Una E-mail invitante annuncia un'offerta sensazionale. Un classico caso di spamming: messaggi pubblicitari non richiesti che intasano la casella di posta elettronica. Navigatori ormai abituati e rassegnati li cancellano, cercando di salvare le poche E-mail importanti tra il mucchio.

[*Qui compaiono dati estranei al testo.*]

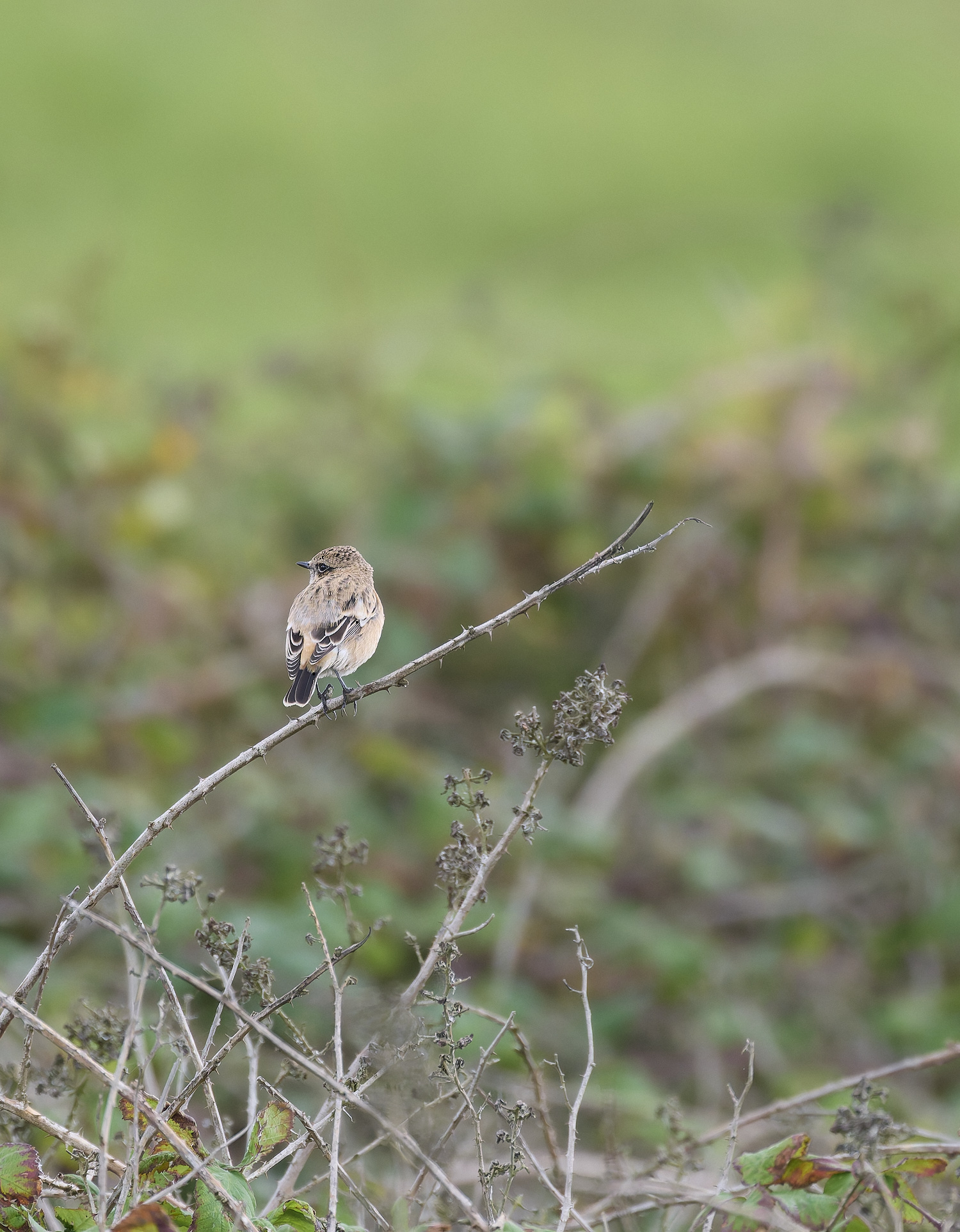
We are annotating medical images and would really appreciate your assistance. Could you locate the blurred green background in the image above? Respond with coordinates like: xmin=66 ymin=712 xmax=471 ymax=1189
xmin=0 ymin=0 xmax=960 ymax=1141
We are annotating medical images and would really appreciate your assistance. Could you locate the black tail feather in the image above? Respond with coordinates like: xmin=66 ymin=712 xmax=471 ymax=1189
xmin=284 ymin=668 xmax=317 ymax=706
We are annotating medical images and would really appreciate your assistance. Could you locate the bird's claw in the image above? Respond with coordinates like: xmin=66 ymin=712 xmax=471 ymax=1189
xmin=317 ymin=684 xmax=337 ymax=722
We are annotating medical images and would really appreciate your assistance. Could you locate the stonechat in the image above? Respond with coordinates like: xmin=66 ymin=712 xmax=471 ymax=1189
xmin=284 ymin=547 xmax=383 ymax=711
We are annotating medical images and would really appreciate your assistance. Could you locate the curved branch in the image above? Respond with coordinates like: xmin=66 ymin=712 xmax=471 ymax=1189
xmin=0 ymin=501 xmax=700 ymax=1036
xmin=574 ymin=642 xmax=859 ymax=835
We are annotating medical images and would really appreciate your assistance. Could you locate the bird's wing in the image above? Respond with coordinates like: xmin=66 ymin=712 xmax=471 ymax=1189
xmin=287 ymin=624 xmax=303 ymax=680
xmin=307 ymin=612 xmax=366 ymax=668
xmin=286 ymin=587 xmax=380 ymax=680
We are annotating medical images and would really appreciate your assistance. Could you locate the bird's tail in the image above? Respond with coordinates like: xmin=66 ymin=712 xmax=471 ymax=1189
xmin=284 ymin=668 xmax=317 ymax=706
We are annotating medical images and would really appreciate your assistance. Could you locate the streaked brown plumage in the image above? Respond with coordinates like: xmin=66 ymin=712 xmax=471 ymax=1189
xmin=284 ymin=547 xmax=383 ymax=706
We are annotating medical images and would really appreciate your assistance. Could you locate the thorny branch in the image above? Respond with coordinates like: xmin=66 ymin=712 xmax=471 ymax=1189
xmin=0 ymin=503 xmax=700 ymax=1035
xmin=0 ymin=510 xmax=960 ymax=1232
xmin=557 ymin=928 xmax=596 ymax=1232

Ma le cose stanno cambiando. Per la prima volta un'azienda che inviava queste E-mail è stata condannata. Per la prima volta i diritti violati di un navigatore sono stati riconosciuti e risarciti. Mille Euro e altri 750 per le spese legali, oltre alla pubblicazione della sentenza sui maggiori quotidiani.
La vicenda comincia con una storia simile a tante altre. Un navigatore ha la casella postale intasata. 'Tutte E-mail non richieste - dice - che mi riempivano la memoria, portavano virus, bloccavano il PC. Un giorno ho detto basta'. E qui la storia cambia, perché il navigatore, Angelo Pisani di Napoli, è avvocato e presidente dell'associazione 'Noi consumatori' che si batte per i diritti dei cittadini. Per lui basta significa prendere carta e penna e inviare al Giudice di pace una trentina di cause contro tutte le società spammatrici. La prima causa, iniziata in novembre contro un'azienda di articoli sportivi, è appena terminata.
'I messaggi pubblicitari di posta elettronica non richiesti e non preventivamente autorizzati - recita la sentenza - sono una violazione della legge sulla privacy e la società che li invia deve rispondere del comportamento illecito dei dipendenti'. È la prima condanna per spamming in Italia. L'azienda di articoli sportivi deve risarcire Angelo mille Euro per danni patrimoniali e morali e 750 Euro di spese legali. Come detto, il giudice ordina inoltre la pubblicazione del provvedimento, a spese dell'azienda, sui principali quotidiani e settimanali.
Lo spamming è vietato per legge. Viola il 'Codice in materia di protezione dei dati personali'. Sul sito dell'Autorità Garante si legge: 'I messaggi di tipo informativo o pubblicitario possono essere inviati solo se il destinatario è stato preventivamente informato e ha manifestato liberamente il suo consenso'. In caso contrario ci si può difendere in due modi: rivolgersi all'Autorità Garante per ottenere rapidamente un blocco dell'invio E-mail, o fare causa alla magistratura ordinaria per ottenere un risarcimento. Ci vuole più tempo e pazienza, ma Angelo ha dimostrato che ora è possibile togliersi la soddisfazione di colpire i mittenti direttamente nel portafoglio.
Ed è stato solo l'apripista. 'A breve termine - dice Mauro Paissan, membro dell'Autorità Garante - potrebbero arrivare molti pronunciamenti della magistratura ordinaria. C'è una reattività sempre maggiore della gente'. Mentre grandi aziende informatiche si stanno attrezzando per bloccare lo spamming, i navigatori dimostrano una inaspettata vitalità. Calpestare i loro diritti comincia a costare caro.